Iter: production du premier plasma fin 2025
La deuxième table ronde porte sur «Les énergies bas carbone: un réel effet de levier?». Jean-Luc Monteil, président du Medef Provence-Alpes‐Côte d’Azur, tient à évoquer l’importance de l’industrie dans l’économie régionale: «C’est une de nos deux locomotives avec le tourisme et nous bénéficions d’un écosystème qui se met en place dans l’énergie avec un hydraulique ultra-performant, le CEA, Iter… Qui le sait? A Marseille nous avons 1 700 ingénieurs qui travaillent sur le nucléaire. Maintenant, nous aimerions que Christian Estrosi soutienne l’éolien off-shore»
Bernard Bigot, directeur d’Iter Organization, rappelle qu’Iter regroupe 37 pays représentant la moitié de la population mondiale et 85% du Produit Mondial Brut. Une fois ceci dit, il ne conteste pas qu’il ait pu y avoir des problèmes: «Mon premier travail a été de présenter un calendrier crédible, adapté à la complexité de ce dossier sachant que 1 200 entreprises travaillent dans le monde pour Iter, ce qui n’est pas simple et, d’autre part, il faut savoir que nous avons des pièces de 1 500 tonnes qui doivent s’emboîter au millimètre. Donc l’engagement pris est la production du premier plasma fin 2025». Et de lancer, en direction des entreprises locales: «Nous entrons dans une phase d’assemblage qui va être un moteur pour le tissu industriel local».

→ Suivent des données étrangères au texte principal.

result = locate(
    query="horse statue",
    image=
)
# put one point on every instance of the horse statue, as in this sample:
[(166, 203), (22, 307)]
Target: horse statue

Antoine Cahuzac, directeur exécutif du groupe EDF, en charge du Pôle énergies renouvelables tient, à son tour à mettre en avant des atouts nationaux. EDF émet en moyenne 83 kilos de CO2 par MWh (et seulement 30 kilos par MWh en France grâce à la part du parc nucléaire ainsi qu’à celle importante de l’hydraulique) alors que les électriciens les plus polluants d’Europe, le Tchèque CEZ et l’Allemand RWE émettent respectivement 1.107 kilos de CO2 par MWh et 772 kilos de CO2 par MWh. Et d’évoquer à son tour l’importance de l’éolien flottant: «installées à 15 km des côtes on ne voit de la berge, que des objets moins grands que des allumettes». Un atout à exploiter pour la région, Flexgrid en étant un autre. Il appuie enfin sur l’importance de l’agence Une Rivière Un Territoire qui a pour ambition d’encourager les projets nouveaux et l’emploi durable en Provence-Alpes-Côte d’Azur. Elle propose aux entreprises locales des solutions concrètes pour leur permettre d’innover (prêts participatifs…) et de se développer (information sur les marchés d’EDF…).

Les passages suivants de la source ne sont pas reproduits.